Winter 2014

"An introduction to information retrieval including indexing, retrieval, classifying, and clustering text and multimedia documents." (catalog)

Instructor: Professor Don Patterson
Lecture: TuTh: 11:00 - 12:20
Classroom: MSTB 120
Discussion Section: W: 4:00 - 4:50
Classroom: MSTB 118
Office Hours: Fridays 1:30 - 2:30pm in DBH 5011.
Piazza Link:
Teaching Assistant: Tao Wang
Office Hours:Friday 10:00am - 11:00am in LUCI Lab

Textbook:An Introduction to Information Retrieval by Manning,Raghavan,Sch├╝tze

Class Attendance / Participation (2 dropped) ~20%
Assignments ~45%
Quizzes ~35%

As the class progresses I may find it necessary to alter the percentages.

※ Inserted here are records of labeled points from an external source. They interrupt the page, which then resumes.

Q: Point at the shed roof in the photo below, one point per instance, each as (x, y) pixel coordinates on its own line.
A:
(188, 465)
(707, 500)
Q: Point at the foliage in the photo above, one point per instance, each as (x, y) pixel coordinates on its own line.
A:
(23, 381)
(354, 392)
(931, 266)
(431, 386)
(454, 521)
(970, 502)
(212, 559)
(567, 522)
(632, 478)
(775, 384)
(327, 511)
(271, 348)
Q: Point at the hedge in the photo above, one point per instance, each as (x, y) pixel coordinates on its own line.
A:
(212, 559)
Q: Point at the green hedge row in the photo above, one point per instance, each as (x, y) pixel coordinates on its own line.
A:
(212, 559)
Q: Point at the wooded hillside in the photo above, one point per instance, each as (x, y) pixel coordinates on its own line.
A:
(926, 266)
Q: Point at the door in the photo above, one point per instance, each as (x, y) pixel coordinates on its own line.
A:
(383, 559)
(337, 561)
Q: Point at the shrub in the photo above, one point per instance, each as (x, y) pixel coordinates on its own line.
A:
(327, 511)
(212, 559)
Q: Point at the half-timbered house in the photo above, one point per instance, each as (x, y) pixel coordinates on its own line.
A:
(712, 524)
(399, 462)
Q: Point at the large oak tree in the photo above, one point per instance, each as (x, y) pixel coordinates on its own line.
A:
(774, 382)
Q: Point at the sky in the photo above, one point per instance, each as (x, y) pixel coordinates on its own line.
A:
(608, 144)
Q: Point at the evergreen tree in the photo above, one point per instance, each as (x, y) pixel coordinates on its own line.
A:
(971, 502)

This class is a lot of work. Here are some things you are going to be learning:
  • Crawling the web
  • Indexing the data
  • Graph traversal and storage
  • Page Rank
  • Hadoop

I prefer to give many small assignments which build up a picture of overall student learning success rather than to rely on one or two large exams which students may bomb based on non-learning related complications.

At the end of the day, learning is the responsibility of the student. I consider myself someone who points students in the right direction and can/will explain the fundamentals of a subject matter. I can't actually do the work of learning for a student. That takes effort and self-initiative. I will help to provide structure and motivation for that learning, but you also need to learn how to expand on this subject yourself. In a technical field like this, you will be left behind the field in about six months, regardless of how well I present the subject matter, if you can't keep learning on your own.

I like to stop talking periodically and let students ask questions.

Class attendance will be determined by completing index cards. The index cards are also a means for me to get feedback about the course.

For each class please write your name on a card, the date, your student ID and a comment about the course.

If you would like to submit an anonymous comment, take an extra card and don't put your name on it.

Collecting feedback this way is a useful and different source of input than other media. It helps me track how the class is understanding the material. Something about paper causes students to say different things than they do on a website.

We utilize 3 online tools to administer the class. Please familiarize yourself with their use and location:

  1. EEE ( This is the UCI-run suite of online resources that are used primarily to keep track of your grades, issue quizzes and surveys, and to conduct some communication.
  2. Piazza ( This is the primary communication mechanism for the course. This is a Q and A site that enables rapid feedback to the entire class as well as individual messaging.
  3. Web Page( This is the authoratative location for communicating assignments, materials from the class and due dates.

Several "lab" assignments will be assigned consisting primarily of self-directed learning tasks.

The goal of these will be to give you a chance to familiarize yourself with creating basic software technologies for modern search engines. Rather than producing extensive deliverables the focus is on learning to teach yourself from on-line resources how to build components. This will hopefully form the basis of being able to create more extensive projects in the future.

Several quizzes will be assigned covering the assigned readings and discussions in class. The goal of the quizzes is to motivate you to process and learn the material in the text book and lecture.